Third, coordinate short-term realistic tolerance with long-term modernization goals to steadily advance contiguous land consolidation. Currently, moderate land fragmentation and crop diversification are rational choices for smallholder farmers to mitigate natural and market risks and optimize labor allocation. This also forms a suboptimal equilibrium that maintains stable efficiency in agricultural production at the present stage. In advancing land consolidation initiatives, such as “merging small plots into large ones” and constructing high-standard farmland, mandatory measures like forced consolidation and mandatory mono-cropping should be avoided. Before the agricultural insurance system and purchased mechanization service networks can fully hedge the risks of mono-cropping operations, adequate flexibility for moderate crop diversification must be reserved for smallholder farmers, fully accommodating their realistic production and operational needs. From the perspective of long-term agricultural development trends, the outflow of rural labor is irreversible. Mechanization and scale expansion are the fundamental pathways to China’s agricultural modernization. The dispersed operation model, which relies heavily on intensive human labor, objectively constrains the popularization and application of large-scale modern agricultural machinery, making it difficult to adapt to the requirements of modern agricultural development. Public policies need to precisely grasp the balance between short-term tolerance and long-term guidance. Premised on respecting households’ willingness and protecting their legal rights, contiguous land consolidation should be advanced step by step. This will gradually break the long-term constraints of the persistent suboptimal equilibrium, clear spatial obstacles for large-scale agricultural operations and mechanized farming, achieve an organic connection between smallholder production and modern agricultural development, and create foundational conditions for cultivating new agricultural business entities.

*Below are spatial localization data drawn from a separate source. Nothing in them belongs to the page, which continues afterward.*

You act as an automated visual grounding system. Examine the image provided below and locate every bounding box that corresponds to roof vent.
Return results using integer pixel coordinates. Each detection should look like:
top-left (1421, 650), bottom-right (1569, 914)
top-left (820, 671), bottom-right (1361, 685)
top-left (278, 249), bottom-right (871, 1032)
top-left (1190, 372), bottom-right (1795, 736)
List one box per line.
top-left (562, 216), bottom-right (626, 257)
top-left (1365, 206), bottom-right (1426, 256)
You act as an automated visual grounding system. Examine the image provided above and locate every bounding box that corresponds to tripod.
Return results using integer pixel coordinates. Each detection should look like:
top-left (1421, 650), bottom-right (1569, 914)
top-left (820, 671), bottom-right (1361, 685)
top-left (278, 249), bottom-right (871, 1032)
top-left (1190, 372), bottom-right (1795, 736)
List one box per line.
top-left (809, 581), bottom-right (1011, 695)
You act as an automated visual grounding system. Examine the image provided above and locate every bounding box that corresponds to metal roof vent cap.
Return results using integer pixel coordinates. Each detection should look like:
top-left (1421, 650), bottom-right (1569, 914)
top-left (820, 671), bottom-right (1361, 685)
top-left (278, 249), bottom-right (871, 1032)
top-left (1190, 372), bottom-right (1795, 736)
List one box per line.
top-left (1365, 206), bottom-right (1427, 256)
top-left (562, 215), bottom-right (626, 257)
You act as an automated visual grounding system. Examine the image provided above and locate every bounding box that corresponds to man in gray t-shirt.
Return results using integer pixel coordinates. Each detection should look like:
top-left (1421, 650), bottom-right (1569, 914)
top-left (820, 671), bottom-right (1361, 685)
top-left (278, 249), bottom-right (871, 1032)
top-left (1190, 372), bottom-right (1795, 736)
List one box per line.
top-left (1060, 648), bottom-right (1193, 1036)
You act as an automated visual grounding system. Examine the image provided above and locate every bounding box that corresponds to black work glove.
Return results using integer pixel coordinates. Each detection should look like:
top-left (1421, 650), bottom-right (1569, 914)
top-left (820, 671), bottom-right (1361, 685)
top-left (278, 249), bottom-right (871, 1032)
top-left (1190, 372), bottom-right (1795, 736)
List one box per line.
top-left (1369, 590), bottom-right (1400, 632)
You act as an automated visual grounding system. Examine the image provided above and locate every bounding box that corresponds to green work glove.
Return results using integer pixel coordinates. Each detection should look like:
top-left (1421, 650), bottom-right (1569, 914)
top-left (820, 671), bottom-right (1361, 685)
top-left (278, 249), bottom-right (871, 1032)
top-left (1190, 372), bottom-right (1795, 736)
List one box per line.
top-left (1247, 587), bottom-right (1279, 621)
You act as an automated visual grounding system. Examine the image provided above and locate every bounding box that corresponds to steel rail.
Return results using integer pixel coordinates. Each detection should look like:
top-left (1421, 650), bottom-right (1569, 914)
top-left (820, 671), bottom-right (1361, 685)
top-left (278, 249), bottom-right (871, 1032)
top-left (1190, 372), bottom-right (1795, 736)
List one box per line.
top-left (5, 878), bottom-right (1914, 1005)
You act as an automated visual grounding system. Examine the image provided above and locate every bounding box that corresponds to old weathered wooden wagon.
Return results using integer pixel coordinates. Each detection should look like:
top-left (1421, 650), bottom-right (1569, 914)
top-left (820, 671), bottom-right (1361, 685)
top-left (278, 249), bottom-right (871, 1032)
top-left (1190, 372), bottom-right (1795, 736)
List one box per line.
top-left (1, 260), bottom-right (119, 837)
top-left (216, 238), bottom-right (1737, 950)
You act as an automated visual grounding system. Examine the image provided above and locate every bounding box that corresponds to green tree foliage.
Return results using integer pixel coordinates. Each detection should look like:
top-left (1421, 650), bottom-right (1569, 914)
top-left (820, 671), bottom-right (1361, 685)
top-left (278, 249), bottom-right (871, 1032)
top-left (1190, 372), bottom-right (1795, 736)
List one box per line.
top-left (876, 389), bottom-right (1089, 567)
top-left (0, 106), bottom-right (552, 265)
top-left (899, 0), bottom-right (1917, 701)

8.3. Limitations and Outlook
This study still has certain limitations in data dimensions and indicator measurement, which need to be further addressed in future research. First, the empirical inferences in this paper are based on cross-sectional data, which have inherent limitations in controlling for time-invariant unobservable heterogeneity (such as a household’s inherent management endowment and the long-term quality of micro-plots). Future research could construct high-quality, large-sample micro-level panel data to further isolate individual fixed effects, thereby identifying the causal relationship between farmland scale and technical efficiency more rigorously. Second, when measuring the marginal cost of land transfer, this study selected exogenous proxy variables such as the relief degree, slope degree, and village-level transfer rate. These indicators focus on reflecting the physical resistance and market environment of scale expansion. They fail to directly observe the implicit transaction costs actually borne by micro-level farmers during processes like transfer negotiations, information searching, and default prevention. Future research could design targeted survey instruments to directly quantify these implicit transaction costs. Incorporating these quantified costs into the frontier efficiency model would further improve the testing of the dynamic evolution mechanism of the optimal farmland scale.